Tuesday, January 21, 2014

Questioning Laske

Continuing from this post, here are more excerpts from the ILR article linked in the last post with my commentary to follow.

"I outlined in volume 2 of Measuring Hidden Dimensions that and how cognitive development can be conceived as a progression through four epistemological eras, from Common Sense to Understanding to Reason on to Practical Wisdom. The transition between each two of these eras is characterized by the fact that steps taken in cognitive achievement are never rescinded, except perhaps in mental illness. Consequently, they gradually begin to occur in parallel, or more concisely, in layers, and arrive at their end gathered together as integrated dimensions that form a complete transformational system, with intricate relationships between them.


"The progression by which humans mature cognitively has a well-paced beginning and a foreseeable ending, in that all four strands representing the four eras come together and coalesce. It is as if one were to follow four rivers, each starting at a subsequent location relative to the first, but ultimately, coming closer and closer, together making up a broad stream of sea-going proportions. Clearly, this is an entirely different progression than the social-emotional one, not only because it does not occur in stages but in phases, but also in that it is multi-dimensional."

After describing the 4 phases of dialectical thinking he says of the final phase:

"One can integrate multiple, mutually interdependent perspectives, not just in breadth (as in integral thinking), but in depth. This means that we discard all formalistic thinking [my emphasis], even thinking 'in quadrants', because we can see the quadrants as mere moments of a totality we already grasped when we entered the world of R [relationship, the 3rd phase]."

One seeming contradiction from the last 2 posts is that between the four epistemological eras "steps taken [...] are never rescinded," and yet "we discard all formalistic thinking." He describes Understanding as that formal thinking, so again we have confusion between what is included and what is replaced. The first quote sounds akin to Gebser's integral-aperspectival, where all four are integrated and co-exist, and yet apparently the associated (world)views of each before such dialectical integration are not.
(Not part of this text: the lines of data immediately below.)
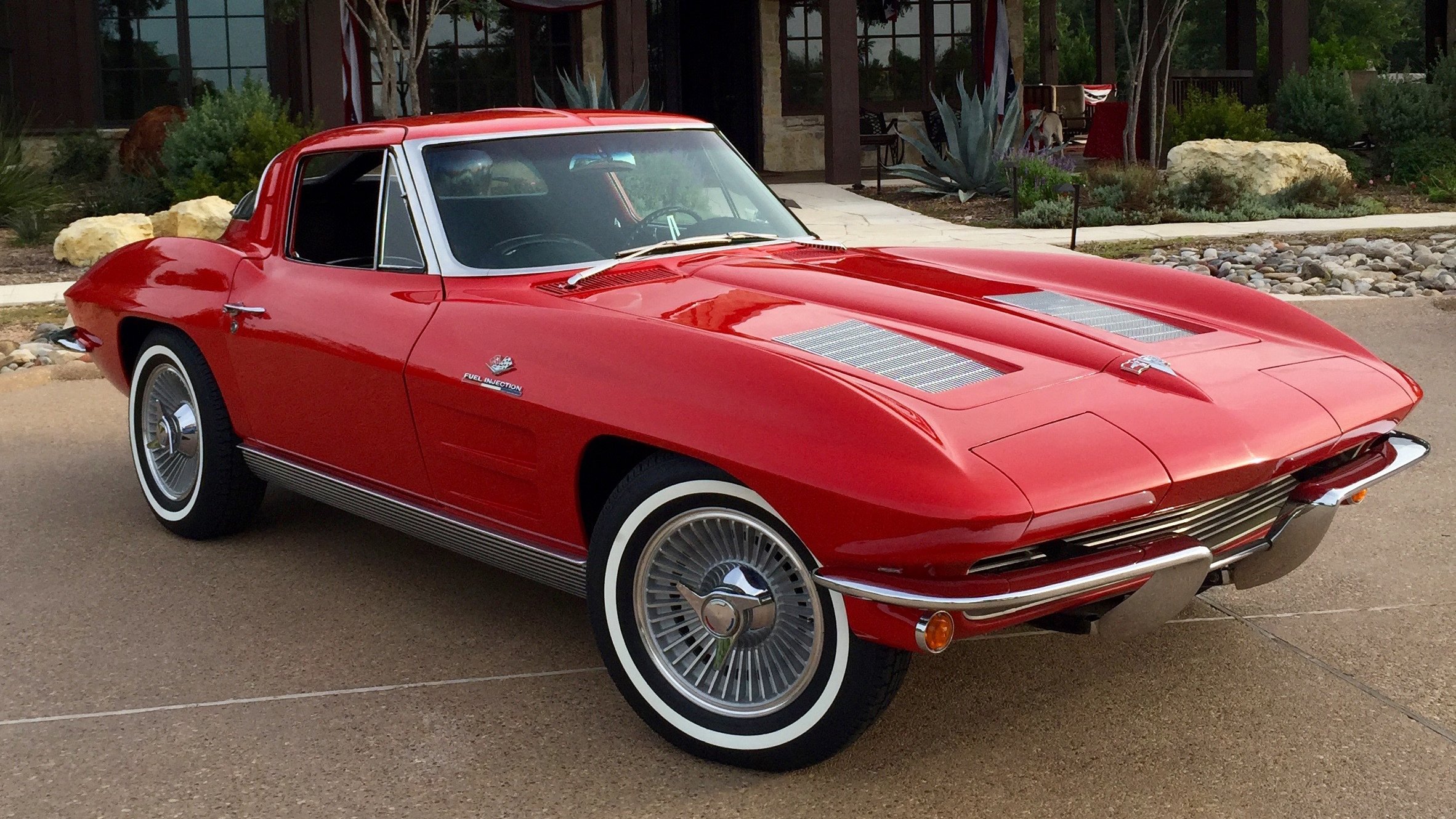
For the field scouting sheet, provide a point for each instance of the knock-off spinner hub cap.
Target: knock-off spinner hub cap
(729, 613)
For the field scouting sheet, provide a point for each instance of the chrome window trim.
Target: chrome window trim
(447, 265)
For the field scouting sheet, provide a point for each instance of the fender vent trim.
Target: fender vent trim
(1094, 315)
(891, 355)
(610, 280)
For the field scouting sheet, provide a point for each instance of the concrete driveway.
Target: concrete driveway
(325, 667)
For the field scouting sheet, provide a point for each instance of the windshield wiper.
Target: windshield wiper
(667, 245)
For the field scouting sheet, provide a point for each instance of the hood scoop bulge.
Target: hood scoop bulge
(1094, 315)
(891, 355)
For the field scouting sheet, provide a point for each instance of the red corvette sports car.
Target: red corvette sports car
(594, 350)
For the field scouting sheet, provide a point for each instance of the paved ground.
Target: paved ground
(248, 664)
(843, 216)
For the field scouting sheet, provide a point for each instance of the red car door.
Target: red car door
(321, 334)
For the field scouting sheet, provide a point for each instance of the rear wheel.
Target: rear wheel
(182, 443)
(708, 617)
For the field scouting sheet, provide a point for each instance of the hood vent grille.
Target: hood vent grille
(893, 355)
(610, 280)
(1101, 316)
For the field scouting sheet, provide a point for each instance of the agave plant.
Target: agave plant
(590, 94)
(977, 143)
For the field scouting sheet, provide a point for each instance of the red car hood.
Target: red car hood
(1245, 405)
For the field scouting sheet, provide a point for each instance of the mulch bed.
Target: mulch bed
(995, 211)
(33, 265)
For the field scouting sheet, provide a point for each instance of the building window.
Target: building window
(957, 33)
(890, 70)
(907, 49)
(227, 44)
(472, 62)
(140, 63)
(803, 58)
(171, 51)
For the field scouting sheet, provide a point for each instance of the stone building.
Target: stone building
(787, 81)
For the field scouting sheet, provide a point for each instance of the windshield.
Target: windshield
(581, 198)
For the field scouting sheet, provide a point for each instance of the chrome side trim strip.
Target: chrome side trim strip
(538, 563)
(999, 605)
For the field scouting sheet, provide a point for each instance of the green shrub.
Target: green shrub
(1047, 213)
(127, 194)
(1359, 166)
(1222, 117)
(83, 156)
(1343, 53)
(1207, 190)
(1037, 181)
(33, 226)
(22, 187)
(1420, 156)
(1318, 107)
(226, 142)
(1126, 187)
(1397, 113)
(1318, 191)
(1439, 185)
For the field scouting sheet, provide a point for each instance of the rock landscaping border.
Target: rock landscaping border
(1351, 267)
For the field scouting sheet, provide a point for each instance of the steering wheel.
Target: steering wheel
(635, 238)
(509, 246)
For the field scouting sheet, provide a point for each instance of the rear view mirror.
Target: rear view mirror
(603, 162)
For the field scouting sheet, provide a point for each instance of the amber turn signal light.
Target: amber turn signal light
(934, 632)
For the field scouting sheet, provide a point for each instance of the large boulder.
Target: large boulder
(1264, 166)
(85, 240)
(195, 219)
(140, 150)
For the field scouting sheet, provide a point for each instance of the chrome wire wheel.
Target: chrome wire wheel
(729, 613)
(171, 437)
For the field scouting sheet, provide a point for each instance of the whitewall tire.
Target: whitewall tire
(706, 615)
(182, 441)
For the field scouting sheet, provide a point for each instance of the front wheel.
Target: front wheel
(182, 443)
(706, 615)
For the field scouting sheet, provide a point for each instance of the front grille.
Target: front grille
(1101, 316)
(1213, 523)
(894, 355)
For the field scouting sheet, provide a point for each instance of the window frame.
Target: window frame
(181, 18)
(394, 165)
(926, 37)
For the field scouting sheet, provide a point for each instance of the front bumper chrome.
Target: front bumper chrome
(1178, 563)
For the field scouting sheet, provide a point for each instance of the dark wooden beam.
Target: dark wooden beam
(1289, 39)
(841, 92)
(1106, 39)
(1241, 41)
(1047, 39)
(626, 23)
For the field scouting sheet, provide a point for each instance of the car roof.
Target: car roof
(491, 121)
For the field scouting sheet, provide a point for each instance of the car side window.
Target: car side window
(335, 213)
(398, 243)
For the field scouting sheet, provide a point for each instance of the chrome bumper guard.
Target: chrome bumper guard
(1175, 567)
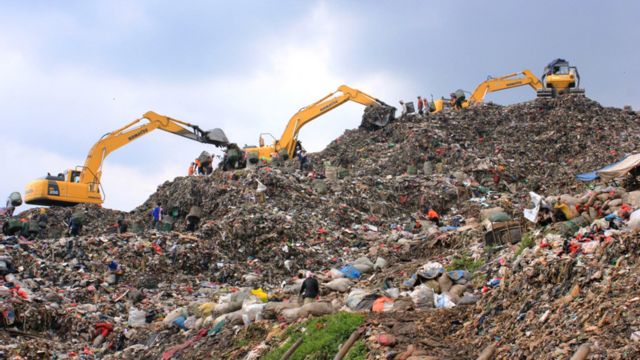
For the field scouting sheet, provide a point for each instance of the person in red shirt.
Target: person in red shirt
(433, 216)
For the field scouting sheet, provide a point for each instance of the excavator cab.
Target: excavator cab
(560, 78)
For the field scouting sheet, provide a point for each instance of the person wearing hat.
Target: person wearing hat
(43, 220)
(310, 288)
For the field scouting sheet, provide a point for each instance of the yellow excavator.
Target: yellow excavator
(526, 77)
(82, 184)
(377, 115)
(558, 78)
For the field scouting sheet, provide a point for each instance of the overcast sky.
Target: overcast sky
(71, 71)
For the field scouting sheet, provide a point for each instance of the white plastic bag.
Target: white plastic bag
(137, 317)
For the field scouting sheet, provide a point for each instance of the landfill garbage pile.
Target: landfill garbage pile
(538, 145)
(97, 220)
(478, 277)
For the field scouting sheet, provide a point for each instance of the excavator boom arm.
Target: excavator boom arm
(505, 82)
(92, 169)
(309, 113)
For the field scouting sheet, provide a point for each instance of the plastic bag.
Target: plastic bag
(260, 294)
(137, 318)
(341, 285)
(350, 272)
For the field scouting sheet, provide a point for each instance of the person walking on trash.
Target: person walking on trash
(156, 212)
(310, 289)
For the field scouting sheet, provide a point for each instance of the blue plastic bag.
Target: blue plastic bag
(350, 272)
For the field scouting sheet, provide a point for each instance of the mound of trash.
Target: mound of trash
(539, 145)
(482, 275)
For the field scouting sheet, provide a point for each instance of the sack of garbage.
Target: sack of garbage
(341, 285)
(380, 264)
(350, 272)
(443, 301)
(634, 221)
(316, 309)
(271, 310)
(335, 274)
(173, 315)
(137, 317)
(354, 298)
(499, 217)
(422, 297)
(251, 313)
(291, 315)
(363, 265)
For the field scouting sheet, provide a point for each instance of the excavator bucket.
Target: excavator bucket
(546, 93)
(377, 116)
(216, 137)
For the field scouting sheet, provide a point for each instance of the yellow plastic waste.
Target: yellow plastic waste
(260, 294)
(206, 309)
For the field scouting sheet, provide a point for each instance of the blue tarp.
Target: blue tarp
(590, 176)
(350, 272)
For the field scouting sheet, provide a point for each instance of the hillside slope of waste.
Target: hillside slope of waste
(479, 279)
(537, 145)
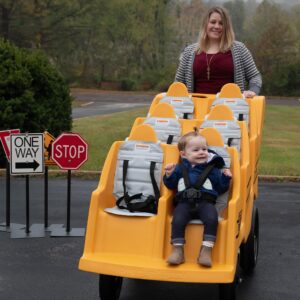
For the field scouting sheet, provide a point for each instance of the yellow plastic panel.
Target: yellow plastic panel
(220, 112)
(213, 137)
(163, 110)
(143, 133)
(202, 103)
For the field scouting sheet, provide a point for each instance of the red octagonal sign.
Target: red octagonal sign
(69, 151)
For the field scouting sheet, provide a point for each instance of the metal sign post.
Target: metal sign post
(69, 152)
(5, 140)
(27, 157)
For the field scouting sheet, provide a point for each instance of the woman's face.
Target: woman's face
(214, 28)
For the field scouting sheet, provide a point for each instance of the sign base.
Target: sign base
(57, 232)
(35, 231)
(12, 226)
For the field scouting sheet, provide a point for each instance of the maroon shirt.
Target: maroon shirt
(221, 72)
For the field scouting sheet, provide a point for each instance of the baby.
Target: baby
(195, 203)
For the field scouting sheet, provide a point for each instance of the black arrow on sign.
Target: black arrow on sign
(27, 165)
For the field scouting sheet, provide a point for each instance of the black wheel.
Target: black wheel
(227, 291)
(110, 287)
(249, 250)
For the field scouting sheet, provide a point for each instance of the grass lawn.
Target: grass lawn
(280, 151)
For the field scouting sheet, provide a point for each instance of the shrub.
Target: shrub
(33, 95)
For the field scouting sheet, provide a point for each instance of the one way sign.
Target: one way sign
(26, 153)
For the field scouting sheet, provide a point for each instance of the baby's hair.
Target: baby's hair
(187, 137)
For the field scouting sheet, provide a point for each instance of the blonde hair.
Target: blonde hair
(227, 38)
(183, 141)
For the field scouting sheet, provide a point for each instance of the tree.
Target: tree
(273, 42)
(33, 95)
(237, 12)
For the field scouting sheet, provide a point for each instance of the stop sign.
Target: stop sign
(69, 151)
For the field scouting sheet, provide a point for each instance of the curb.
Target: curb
(96, 174)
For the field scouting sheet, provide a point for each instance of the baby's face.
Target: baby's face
(195, 151)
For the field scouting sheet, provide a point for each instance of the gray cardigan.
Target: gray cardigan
(245, 70)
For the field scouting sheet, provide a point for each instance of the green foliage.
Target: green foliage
(136, 44)
(33, 95)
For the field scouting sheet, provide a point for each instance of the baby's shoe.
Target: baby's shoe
(204, 258)
(177, 255)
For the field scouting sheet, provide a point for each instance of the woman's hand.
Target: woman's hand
(169, 169)
(249, 94)
(227, 172)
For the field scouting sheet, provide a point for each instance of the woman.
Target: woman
(218, 59)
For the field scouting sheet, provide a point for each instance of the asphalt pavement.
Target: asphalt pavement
(47, 268)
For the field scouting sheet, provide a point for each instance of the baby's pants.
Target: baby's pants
(206, 212)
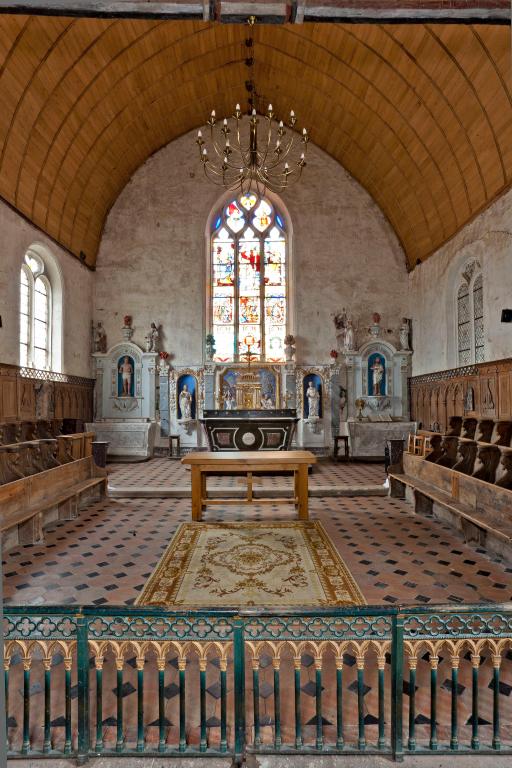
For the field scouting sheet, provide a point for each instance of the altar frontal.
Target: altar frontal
(283, 564)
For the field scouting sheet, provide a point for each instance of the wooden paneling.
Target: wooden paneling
(27, 396)
(421, 115)
(437, 396)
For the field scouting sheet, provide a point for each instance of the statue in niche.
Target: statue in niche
(152, 339)
(349, 341)
(404, 334)
(377, 370)
(340, 324)
(504, 471)
(185, 404)
(99, 339)
(126, 371)
(313, 396)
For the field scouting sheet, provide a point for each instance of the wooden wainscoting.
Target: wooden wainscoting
(437, 396)
(27, 394)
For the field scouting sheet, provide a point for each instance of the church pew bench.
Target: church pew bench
(28, 504)
(481, 511)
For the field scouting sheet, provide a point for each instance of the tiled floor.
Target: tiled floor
(170, 472)
(110, 550)
(106, 555)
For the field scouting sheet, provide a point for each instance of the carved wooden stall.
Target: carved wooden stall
(482, 391)
(28, 394)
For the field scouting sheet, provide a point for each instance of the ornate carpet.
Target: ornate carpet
(281, 564)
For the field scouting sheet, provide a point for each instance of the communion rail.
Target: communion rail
(131, 681)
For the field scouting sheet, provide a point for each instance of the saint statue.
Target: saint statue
(378, 375)
(100, 339)
(348, 343)
(152, 339)
(313, 396)
(126, 371)
(185, 403)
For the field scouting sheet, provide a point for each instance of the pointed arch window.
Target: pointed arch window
(470, 316)
(248, 281)
(35, 313)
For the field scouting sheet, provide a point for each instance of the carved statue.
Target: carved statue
(502, 433)
(99, 339)
(469, 428)
(450, 445)
(377, 377)
(152, 339)
(466, 456)
(504, 471)
(437, 450)
(487, 460)
(454, 426)
(185, 403)
(484, 430)
(126, 371)
(313, 396)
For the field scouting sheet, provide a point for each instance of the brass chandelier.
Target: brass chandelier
(275, 164)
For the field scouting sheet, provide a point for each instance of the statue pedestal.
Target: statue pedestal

I'll research Laske more for clarification on that.

Another point in the last ILR article is in describing Common Sense as "a deep capability that is strongly rooted in the human body. One might see it as somatic knowledge, a kind of ('unconscious’) knowledge that is in constant physiological fluctuation in a visceral and psychologically relevant way." And yet when we move from this to Understanding (formal logic) he characterizes common sense as "a buzzing and booming confusion" where there is no object constancy and no separation of self and environment. This is not at all supported by L&J's embodied realism, noting that our prerational image schema are based in such categorical differentiation. And not at all consistent with the likes of Bhaskar's notion of nondual ontic differentiation per se (differance) as noted in this recent post. Granted Laske is calling them epistemological eras but even within that frame it is not consistent with L&J's epistemological notion of real reason as an extension of prerational categorization.